Mes motivations, car il y en a, sont assez difficiles à expliquer, ce qui les rendra d'autant plus difficiles à décrypter par les psys de la police judiciaire – j'en suis persuadé. Il y a un peu de tout : dégoût de la vie, vengeance, frustration. À vrai dire, on s'en fiche. Cela passionnerait certainement les foules de savoir « pourquoi » j'ai agi ainsi, mais la vérité, c'est que cela n'a aucune importance. J'ironise beaucoup à ce sujet. Et si c'était pour lutter contre la surpopulation mondiale, est-ce que ma peine serait plus clémente ? C'est vrai, les problèmes écologiques font souvent la une des journaux, et on oublie souvent que la première cause de pollution, c'est l'abondance d'humains. Moins d'humains, c'est moins de pollution ; je fais du bien à la planète, moi, monsieur le juge ! Qui peut en dire autant ? J'imagine le juge : « Bon, d'accord monsieur Langelot, vous prendrez six mois avec sursis. Mais arrêtez de jouer avec les médocs, c'est pas moral... »
Ce serait marrant.
En dérobant cette cargaison, plusieurs semaines après avoir été licencié, je ne savais pas au juste sur quoi je mettais les mains. Le labo travaillait sur différents principes actifs, et il serait sans doute très noble de prétendre que son objectif était de traiter un cancer, ou encore le Sida. La vérité est plus triviale. Il s'agissait de recherches pour lutter contre la calvitie. Nettement plus lucratif. Fermez les yeux, et imaginez le nombre d'hommes qui pourraient retrouver une seconde jeunesse avec un simple comprimé ; ce dernier se vendrait comme des pastilles au menthol, ce serait un coup commercial sans précédent. Manque de bol, les effets secondaires se sont révélés désastreux, et cette palette devait être détruite. Je l'ai récupérée avant sa destruction, en usant de certaines failles dans la sécurité. Je préfère ne pas donner de détails, cela pourrait orienter les dirigeants du labo pour améliorer leur système ! Or je ne souhaite pas les aider, c'est bien normal, après tout, ils m'ont viré...

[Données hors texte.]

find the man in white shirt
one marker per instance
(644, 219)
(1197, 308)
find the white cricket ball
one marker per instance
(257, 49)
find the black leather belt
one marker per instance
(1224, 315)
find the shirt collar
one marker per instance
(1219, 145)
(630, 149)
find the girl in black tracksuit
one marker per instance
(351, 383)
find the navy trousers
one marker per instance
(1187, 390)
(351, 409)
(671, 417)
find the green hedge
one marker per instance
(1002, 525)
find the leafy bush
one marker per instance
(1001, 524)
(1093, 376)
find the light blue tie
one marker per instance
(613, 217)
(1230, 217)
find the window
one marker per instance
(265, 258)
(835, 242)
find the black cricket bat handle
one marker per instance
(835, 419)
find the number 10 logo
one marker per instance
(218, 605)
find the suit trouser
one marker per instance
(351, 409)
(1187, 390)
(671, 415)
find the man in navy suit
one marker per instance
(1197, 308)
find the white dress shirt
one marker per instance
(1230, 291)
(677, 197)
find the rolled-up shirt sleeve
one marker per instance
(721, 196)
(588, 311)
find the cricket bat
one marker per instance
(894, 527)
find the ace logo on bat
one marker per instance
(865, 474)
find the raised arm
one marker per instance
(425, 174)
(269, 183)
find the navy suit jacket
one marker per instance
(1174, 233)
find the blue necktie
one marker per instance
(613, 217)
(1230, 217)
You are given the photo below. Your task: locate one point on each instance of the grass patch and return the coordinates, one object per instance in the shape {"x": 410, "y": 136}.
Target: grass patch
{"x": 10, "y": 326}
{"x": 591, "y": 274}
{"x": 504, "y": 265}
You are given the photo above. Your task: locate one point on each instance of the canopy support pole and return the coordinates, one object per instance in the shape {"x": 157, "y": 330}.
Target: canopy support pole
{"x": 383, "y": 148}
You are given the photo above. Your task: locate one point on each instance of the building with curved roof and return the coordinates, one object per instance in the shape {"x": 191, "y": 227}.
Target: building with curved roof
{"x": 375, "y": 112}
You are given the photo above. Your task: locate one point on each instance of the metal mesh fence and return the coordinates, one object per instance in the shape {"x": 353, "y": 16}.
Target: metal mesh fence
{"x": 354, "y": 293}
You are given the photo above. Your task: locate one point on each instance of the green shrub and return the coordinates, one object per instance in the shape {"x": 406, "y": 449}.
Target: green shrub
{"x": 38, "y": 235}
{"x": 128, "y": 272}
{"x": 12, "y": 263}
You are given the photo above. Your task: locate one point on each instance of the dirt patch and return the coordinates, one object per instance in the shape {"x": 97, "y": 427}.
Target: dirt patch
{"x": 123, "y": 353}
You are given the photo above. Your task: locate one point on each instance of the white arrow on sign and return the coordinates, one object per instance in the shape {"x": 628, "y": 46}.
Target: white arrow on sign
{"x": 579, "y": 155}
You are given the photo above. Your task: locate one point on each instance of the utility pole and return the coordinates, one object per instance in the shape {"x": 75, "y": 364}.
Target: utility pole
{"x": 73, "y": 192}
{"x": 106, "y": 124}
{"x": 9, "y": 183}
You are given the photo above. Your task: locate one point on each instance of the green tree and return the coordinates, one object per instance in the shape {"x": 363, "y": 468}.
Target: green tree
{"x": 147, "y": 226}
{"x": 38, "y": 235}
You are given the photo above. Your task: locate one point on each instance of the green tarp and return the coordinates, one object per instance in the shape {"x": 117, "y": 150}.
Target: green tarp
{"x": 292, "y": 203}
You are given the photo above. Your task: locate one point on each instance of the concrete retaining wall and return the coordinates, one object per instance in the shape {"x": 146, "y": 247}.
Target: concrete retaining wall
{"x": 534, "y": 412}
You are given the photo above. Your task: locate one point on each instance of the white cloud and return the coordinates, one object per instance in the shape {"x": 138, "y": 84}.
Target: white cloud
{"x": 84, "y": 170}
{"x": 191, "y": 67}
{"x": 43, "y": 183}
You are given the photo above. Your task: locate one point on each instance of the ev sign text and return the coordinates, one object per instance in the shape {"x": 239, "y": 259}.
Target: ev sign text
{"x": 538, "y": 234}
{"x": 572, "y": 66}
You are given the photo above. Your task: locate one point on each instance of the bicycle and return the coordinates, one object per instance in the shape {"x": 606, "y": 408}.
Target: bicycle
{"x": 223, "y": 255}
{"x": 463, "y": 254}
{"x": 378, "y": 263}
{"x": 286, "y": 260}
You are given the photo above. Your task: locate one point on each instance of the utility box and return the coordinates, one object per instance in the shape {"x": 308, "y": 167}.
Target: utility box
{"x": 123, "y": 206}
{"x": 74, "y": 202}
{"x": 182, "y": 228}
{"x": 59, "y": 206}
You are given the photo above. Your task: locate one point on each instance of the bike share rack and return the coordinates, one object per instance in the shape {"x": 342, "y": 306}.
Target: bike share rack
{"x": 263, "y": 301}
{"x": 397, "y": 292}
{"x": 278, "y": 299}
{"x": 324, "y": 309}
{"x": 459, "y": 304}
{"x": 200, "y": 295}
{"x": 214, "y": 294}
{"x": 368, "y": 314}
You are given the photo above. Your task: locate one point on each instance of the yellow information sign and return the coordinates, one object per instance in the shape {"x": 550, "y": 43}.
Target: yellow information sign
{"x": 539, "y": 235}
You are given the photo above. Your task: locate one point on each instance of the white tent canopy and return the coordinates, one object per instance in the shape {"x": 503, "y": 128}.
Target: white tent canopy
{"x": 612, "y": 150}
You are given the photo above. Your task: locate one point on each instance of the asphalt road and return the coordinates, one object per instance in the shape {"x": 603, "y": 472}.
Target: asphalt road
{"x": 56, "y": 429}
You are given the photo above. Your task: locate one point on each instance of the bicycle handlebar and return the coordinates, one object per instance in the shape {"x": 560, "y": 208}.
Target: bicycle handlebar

Le plus drôle dans cette affaire, car j'aime l'ironie, c'est que ce principe actif est très efficace. Le sujet n'a pas le temps de perdre ses cheveux, il se suicide avant ! Je suis sûr que ces jeunes filles n'ont pas perdu un seul tif durant leur chute !
Mais trêve de plaisanteries. J'ai encore quelques milliers de comprimés à écouler. La police commence à avoir des indices, et pour ma part, vu l'état de mes finances, j'aurais du mal à m'éclipser si cela s'avérait nécessaire. Je dois agir vite, et à plus grande échelle.
Pour commencer, je vais au resto. J'en connais un qui fait buffet à volonté.

Mais j'y vais juste pour boire un verre, vous m'avez compris...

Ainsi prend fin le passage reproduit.